Before the start of the fall 2015 semester, major renovations to the main entrance at Florida Gulf Coast University were complete. With the project costing $1.5 million dollars, some students were against the renovations. Thomas Mayo, Director of Facilities and Planning at FGCU, defends the decisions made on renovating the FGCU main entrance.
According to the project presentation on the FGCU website, two concrete towers, with FGCU logos and lettering, were to be added to the main entrance replacing the horizontal concrete sign that sat there before. The presentation also showed that “views and vistas” were to be added along FGCU Boulevard.
I selected 10 random FGCU students in a period of three days. I interviewed them, and they were unanimously against the entrance enhancements.
“I don’t think it benefits FGCU in any way, and I know that the money could have gone to something more beneficial,” said Adrian Perez, senior at FGCU.
Perez said that FGCU should have invested that money into additional parking space on campus.
Another student, who wished to remain nameless, said, “Unnecessary construction does not promote sustainability and if we are sustainable we should cut that.”
FGCU was originally going to be a distance-learning university. That decision influenced the original FGCU entrance design.
According to Mayo, the project was proposed by Wilson Bradshaw, the president of FGCU. Bradshaw felt that FCGU needed something more distinctive.
The entry enhancement plans were cosmetic. There were no plans for additional roads or infrastructure proposed.
According to Mayo, FGCU spent over a year planning the entrance. A committee of students, faculty and staff were assembled to design the entrance.
The intention for this entrance was to emphasize the natural Florida landscape. FGCU sits alongside commercial and housing developments with formal landscape work.
“In the near future, with all of these developments, we’re really going to be the only frontage with natural Florida,” said Mayo.
According to Mayo, the intention of this entrance is to emphasize what FGCU represents. With both the concrete monuments and the landscape work symbolizing both modern construction and the natural Florida landscape coming together.
The committee studied entrances in neighboring state universities, and that influenced how the committee approached the project. As a whole, FGCU wanted something that represented the school, and it did not want to recycle any current designs from other state universities.
Currently renovations are still not complete.
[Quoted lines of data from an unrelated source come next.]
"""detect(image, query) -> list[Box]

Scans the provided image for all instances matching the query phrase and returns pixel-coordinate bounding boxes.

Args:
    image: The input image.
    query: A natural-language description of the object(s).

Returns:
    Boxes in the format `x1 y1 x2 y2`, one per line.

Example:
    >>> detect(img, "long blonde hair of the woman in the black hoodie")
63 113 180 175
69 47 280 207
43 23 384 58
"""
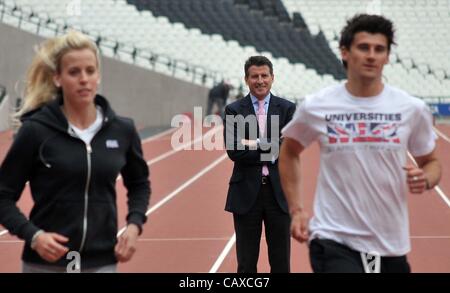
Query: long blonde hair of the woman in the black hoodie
14 31 100 124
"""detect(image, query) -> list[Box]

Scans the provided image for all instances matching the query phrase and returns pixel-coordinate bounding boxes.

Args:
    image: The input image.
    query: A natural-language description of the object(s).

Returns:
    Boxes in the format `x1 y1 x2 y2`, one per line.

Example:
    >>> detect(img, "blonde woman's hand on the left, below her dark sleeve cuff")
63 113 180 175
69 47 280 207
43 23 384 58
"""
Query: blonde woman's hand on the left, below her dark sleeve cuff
33 232 69 262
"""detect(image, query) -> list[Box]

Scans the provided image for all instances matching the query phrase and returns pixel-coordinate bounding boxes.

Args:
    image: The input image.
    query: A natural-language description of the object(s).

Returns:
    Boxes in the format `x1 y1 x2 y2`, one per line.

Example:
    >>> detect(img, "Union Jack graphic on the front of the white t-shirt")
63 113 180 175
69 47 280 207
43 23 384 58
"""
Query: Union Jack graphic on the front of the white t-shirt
327 122 400 144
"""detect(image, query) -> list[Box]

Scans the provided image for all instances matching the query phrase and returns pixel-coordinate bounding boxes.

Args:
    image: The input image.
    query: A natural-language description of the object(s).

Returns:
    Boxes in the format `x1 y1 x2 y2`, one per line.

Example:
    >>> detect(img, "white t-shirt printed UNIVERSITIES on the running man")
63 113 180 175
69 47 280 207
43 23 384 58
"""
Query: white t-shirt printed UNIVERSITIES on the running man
282 84 437 256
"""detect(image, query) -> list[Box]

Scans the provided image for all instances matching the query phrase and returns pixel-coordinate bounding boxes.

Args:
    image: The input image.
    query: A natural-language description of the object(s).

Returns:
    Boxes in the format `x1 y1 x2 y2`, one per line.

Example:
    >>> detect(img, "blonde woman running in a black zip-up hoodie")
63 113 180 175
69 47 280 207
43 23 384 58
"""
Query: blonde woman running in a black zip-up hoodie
0 31 150 272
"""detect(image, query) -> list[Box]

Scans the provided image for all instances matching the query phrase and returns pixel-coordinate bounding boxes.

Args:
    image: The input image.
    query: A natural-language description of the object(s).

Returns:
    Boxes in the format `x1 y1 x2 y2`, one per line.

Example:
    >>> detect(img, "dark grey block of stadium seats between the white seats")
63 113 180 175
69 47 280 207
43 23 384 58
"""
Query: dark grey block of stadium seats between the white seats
127 0 345 79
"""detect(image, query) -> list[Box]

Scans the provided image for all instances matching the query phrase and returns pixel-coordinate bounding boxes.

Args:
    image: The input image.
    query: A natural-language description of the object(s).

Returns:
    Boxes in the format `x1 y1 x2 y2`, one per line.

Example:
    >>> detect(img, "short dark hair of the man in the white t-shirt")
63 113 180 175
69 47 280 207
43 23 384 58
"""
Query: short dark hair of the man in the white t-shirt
339 14 395 68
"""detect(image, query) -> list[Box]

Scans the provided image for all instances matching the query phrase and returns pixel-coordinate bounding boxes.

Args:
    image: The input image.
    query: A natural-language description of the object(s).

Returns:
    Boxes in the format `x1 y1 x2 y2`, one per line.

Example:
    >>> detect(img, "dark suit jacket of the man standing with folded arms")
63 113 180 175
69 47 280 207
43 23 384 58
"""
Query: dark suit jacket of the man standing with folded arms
224 94 295 214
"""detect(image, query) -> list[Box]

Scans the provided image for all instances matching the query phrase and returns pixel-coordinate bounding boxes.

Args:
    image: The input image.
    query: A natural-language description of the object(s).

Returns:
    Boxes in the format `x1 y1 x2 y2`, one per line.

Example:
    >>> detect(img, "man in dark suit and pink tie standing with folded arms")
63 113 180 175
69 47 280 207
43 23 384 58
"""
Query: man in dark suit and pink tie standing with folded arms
224 56 295 273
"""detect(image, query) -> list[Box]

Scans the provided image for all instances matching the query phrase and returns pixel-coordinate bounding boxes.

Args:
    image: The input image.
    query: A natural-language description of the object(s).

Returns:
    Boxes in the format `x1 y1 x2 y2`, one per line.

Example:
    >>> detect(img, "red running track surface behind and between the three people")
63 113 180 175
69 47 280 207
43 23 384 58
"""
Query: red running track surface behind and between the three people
0 125 450 272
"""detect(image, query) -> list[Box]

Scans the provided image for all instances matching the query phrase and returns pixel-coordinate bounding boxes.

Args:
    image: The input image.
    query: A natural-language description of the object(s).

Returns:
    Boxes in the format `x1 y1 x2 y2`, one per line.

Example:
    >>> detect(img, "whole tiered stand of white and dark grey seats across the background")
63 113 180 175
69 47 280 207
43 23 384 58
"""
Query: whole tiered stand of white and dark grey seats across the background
0 0 450 101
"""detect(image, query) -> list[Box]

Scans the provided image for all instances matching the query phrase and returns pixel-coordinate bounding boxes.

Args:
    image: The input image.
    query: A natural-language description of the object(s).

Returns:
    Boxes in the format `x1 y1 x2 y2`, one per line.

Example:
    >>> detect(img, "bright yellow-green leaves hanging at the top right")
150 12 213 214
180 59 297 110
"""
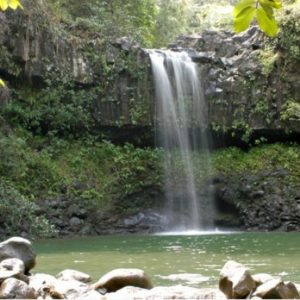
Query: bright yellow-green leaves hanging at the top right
233 0 282 37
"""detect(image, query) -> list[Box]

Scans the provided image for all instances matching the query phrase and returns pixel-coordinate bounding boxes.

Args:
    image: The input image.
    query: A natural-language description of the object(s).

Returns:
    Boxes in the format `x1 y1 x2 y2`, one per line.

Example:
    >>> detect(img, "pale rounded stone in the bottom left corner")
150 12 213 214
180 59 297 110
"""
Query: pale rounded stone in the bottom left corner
0 278 37 299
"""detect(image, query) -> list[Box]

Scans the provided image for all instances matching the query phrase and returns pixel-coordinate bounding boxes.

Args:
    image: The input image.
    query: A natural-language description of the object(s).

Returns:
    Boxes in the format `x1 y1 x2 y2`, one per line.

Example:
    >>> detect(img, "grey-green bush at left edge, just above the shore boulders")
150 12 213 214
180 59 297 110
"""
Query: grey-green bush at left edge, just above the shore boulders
0 181 56 238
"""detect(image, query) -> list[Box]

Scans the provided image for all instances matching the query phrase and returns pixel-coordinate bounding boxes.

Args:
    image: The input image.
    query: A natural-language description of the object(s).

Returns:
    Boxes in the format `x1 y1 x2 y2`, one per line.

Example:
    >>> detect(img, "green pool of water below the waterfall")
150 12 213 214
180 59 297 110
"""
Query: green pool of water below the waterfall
34 233 300 287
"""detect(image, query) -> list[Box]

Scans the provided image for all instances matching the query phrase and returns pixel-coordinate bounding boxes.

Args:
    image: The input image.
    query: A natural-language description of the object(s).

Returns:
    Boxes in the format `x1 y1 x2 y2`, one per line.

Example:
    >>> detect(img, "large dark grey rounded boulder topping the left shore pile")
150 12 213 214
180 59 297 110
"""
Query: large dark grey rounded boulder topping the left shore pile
0 237 36 274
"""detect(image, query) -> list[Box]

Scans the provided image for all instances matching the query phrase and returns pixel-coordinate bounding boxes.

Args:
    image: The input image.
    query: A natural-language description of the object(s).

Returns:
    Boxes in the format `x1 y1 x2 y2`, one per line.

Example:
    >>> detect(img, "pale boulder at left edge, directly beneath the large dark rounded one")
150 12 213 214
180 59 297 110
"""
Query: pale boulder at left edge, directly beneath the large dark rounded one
0 258 28 283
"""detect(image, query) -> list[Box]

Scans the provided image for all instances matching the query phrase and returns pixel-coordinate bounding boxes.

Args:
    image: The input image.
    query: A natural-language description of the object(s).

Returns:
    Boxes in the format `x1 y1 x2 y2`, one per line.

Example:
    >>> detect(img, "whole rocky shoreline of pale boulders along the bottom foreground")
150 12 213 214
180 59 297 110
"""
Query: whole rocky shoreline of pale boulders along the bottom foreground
0 237 300 300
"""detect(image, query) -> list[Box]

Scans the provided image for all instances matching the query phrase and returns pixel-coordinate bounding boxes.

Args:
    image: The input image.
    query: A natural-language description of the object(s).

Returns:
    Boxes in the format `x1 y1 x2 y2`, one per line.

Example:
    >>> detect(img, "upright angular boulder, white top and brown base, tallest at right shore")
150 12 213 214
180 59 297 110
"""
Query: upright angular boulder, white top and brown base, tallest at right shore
219 261 256 299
Mayo says that additional landscaping is to be completed along FGCU Boulevard during the summer 2016 semesters.
“The entrance projected us from a community college image to a Division 1 university image,” said Robert Green, the Welcome Center representative.
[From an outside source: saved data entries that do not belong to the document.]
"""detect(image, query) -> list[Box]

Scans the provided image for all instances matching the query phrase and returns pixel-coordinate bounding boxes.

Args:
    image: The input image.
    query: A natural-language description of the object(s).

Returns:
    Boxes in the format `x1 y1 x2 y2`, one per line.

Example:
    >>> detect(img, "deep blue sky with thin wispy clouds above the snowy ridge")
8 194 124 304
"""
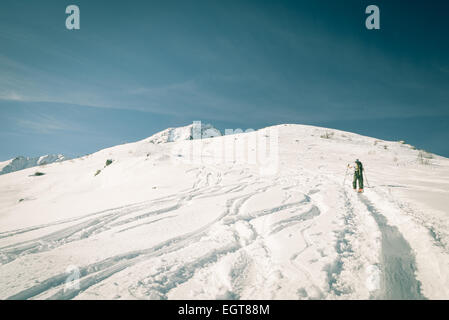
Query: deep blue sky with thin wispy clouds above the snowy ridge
0 0 449 160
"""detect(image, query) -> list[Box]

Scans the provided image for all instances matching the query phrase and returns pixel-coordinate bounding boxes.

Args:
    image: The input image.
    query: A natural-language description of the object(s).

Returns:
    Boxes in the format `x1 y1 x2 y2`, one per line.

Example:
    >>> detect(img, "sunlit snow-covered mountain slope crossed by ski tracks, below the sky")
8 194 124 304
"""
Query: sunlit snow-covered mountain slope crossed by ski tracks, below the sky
0 125 449 299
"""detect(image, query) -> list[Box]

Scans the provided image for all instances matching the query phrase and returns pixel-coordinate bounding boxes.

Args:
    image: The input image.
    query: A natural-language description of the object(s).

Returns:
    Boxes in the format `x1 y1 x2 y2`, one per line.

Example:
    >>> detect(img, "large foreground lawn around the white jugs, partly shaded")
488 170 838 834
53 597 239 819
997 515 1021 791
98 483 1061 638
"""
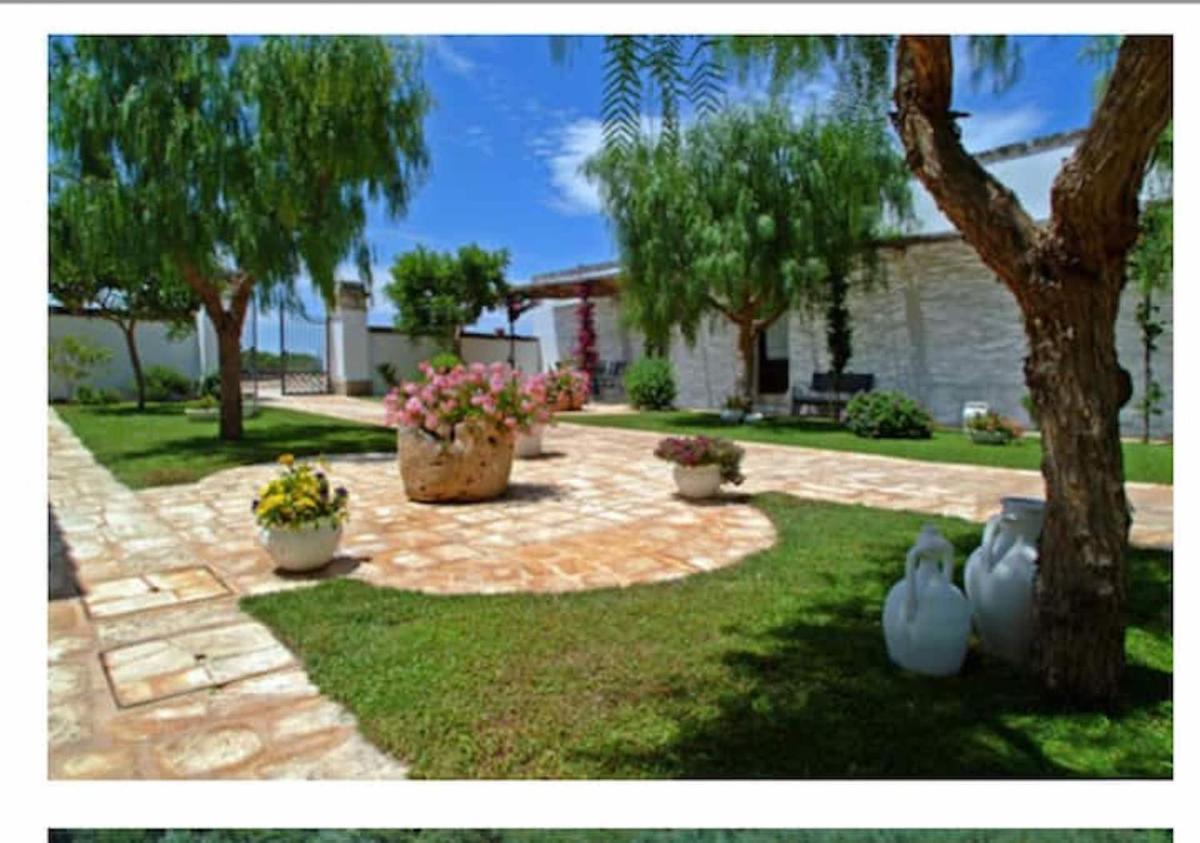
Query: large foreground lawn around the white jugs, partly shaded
242 494 1172 778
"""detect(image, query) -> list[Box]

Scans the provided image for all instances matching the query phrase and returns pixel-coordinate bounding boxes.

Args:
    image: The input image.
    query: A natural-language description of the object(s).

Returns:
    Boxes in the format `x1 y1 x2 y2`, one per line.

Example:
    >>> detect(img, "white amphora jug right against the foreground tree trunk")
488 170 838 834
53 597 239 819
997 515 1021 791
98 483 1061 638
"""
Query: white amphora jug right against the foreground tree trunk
964 497 1045 664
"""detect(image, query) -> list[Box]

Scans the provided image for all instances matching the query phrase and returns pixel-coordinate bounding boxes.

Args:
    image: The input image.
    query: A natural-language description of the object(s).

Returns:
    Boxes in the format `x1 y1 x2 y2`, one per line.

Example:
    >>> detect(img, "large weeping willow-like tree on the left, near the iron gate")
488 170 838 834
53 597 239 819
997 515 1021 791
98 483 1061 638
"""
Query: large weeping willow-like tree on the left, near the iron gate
50 36 428 440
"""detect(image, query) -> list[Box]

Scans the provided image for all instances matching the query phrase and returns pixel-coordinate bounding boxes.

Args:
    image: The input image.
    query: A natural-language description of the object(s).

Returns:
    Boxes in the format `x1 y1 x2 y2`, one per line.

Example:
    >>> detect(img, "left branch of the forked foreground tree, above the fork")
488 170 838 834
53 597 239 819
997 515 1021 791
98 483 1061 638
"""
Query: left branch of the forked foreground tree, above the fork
892 35 1039 293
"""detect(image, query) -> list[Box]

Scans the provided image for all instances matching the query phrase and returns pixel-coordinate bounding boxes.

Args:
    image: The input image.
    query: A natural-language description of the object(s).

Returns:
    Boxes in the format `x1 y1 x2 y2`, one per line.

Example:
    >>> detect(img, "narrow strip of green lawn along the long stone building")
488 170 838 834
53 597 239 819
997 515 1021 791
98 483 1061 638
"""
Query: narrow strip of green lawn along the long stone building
554 411 1175 484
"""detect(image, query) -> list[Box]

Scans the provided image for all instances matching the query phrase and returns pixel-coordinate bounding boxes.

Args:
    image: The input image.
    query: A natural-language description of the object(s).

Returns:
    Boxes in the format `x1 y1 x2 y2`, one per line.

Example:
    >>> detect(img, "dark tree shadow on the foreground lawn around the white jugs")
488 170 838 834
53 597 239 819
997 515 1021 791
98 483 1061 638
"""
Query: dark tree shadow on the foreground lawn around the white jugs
578 528 1174 779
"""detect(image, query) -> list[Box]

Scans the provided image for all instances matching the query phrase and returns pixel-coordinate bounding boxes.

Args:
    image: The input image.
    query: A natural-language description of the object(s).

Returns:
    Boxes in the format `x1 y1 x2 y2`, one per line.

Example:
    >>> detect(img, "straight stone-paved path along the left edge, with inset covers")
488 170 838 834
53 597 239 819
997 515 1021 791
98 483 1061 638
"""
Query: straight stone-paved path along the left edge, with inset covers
47 409 406 779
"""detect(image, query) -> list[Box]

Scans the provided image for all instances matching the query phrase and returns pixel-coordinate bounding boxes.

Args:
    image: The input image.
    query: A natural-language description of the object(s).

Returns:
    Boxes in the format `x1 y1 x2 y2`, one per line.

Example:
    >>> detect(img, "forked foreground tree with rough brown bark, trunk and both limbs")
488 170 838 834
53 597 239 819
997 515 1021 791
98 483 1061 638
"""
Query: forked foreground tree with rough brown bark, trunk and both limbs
893 36 1172 703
Green is the FGCU employee who sits in the information booth, located at the main entrance, and waves to commuters every day.
Green says that he encountered negative comments from some students while it was being developed. However, after the completion he says he has gotten positive reviews from everyone.
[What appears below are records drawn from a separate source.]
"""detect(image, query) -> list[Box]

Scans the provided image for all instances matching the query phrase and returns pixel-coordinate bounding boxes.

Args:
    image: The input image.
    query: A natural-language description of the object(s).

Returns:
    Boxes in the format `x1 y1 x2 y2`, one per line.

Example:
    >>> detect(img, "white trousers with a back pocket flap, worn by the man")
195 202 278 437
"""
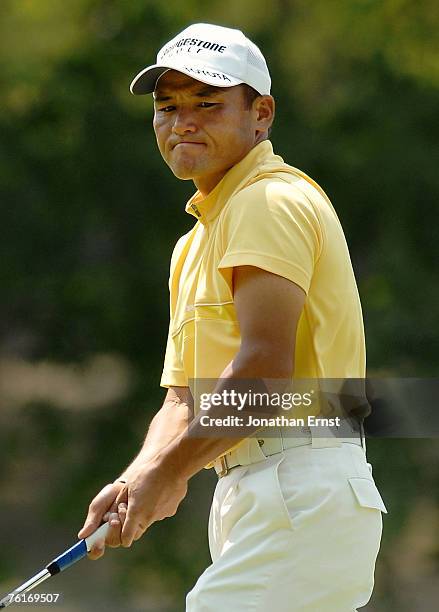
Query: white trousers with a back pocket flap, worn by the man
186 443 387 612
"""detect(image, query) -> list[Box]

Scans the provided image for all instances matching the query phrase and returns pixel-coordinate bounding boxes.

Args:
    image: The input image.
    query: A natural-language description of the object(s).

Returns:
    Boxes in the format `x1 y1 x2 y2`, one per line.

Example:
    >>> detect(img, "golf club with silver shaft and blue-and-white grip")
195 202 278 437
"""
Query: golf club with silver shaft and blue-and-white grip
0 523 109 608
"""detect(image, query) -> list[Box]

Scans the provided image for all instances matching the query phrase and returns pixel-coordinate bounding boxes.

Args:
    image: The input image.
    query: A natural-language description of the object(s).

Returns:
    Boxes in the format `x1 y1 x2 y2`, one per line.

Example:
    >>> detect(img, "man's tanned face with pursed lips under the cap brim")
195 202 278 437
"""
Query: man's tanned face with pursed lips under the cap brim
153 70 272 194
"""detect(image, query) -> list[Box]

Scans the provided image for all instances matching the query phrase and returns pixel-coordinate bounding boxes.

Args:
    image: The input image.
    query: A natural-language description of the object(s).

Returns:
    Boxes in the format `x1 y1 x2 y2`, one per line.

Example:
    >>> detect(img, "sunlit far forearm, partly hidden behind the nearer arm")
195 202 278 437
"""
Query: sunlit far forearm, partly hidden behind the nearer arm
118 387 192 481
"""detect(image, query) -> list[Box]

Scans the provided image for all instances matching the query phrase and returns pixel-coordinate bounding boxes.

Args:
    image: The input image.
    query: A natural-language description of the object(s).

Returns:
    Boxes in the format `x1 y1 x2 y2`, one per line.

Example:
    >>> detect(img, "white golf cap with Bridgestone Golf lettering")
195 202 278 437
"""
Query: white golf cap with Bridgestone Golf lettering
130 23 271 95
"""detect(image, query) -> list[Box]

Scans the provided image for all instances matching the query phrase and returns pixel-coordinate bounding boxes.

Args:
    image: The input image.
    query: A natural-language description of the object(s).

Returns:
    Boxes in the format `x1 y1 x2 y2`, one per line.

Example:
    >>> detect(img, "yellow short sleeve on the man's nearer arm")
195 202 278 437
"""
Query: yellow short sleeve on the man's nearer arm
218 179 322 293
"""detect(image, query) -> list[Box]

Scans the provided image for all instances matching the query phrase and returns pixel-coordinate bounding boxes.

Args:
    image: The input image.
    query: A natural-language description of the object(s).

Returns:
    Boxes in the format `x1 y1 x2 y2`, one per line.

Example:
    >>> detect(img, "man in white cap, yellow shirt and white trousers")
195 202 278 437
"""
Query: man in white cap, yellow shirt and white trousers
79 24 385 612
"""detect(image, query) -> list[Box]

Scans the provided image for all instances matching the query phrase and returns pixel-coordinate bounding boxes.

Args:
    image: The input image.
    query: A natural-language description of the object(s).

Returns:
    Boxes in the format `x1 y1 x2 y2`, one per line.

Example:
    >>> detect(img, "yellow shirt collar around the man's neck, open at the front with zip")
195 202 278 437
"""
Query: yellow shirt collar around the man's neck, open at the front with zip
185 140 283 224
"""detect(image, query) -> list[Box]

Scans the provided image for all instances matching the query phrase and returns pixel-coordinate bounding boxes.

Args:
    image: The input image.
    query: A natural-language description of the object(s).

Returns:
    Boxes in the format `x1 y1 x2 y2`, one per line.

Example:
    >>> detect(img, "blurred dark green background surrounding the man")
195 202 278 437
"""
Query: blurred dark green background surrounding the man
0 0 439 612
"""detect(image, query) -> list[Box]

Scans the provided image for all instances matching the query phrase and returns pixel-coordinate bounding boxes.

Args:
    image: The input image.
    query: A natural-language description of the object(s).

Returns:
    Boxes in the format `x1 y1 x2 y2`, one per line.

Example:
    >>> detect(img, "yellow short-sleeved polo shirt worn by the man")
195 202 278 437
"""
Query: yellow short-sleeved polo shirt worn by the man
160 140 365 387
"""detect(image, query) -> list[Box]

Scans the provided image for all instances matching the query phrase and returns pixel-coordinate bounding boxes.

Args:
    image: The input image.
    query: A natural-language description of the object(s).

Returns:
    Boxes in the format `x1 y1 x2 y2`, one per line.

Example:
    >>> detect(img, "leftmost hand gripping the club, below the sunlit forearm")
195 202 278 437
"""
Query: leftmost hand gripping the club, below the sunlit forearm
78 481 127 560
Green says from his experience everyone likes the tower, especially with the FGCU logo and lettering on top, and that everyone likes how the tower and horizontal concrete sign light up at night.
Green says the biggest complaint he has gotten is about the right side of FGCU Boulevard not having a sidewalk. He says many people find it hard to take pictures of the entrance because there is no sidewalk. He also says that many students have told him that the price of the project is too high.
Whether one agrees with the FGCU entrance or not, President Bradshaw felt that FGCU needed something monumental. It needed to something to represent how much FGCU has grown since 1997, especially after the Dunk City impact.
The entrance enhancements also tell a story, Mayo says. The stark contrast between the concrete towers and its surrounding landscape shows a marriage between nature and man-made structures, two contrasting ideas coming together to advocate sustainability.
To him, that is what represents true sustainability.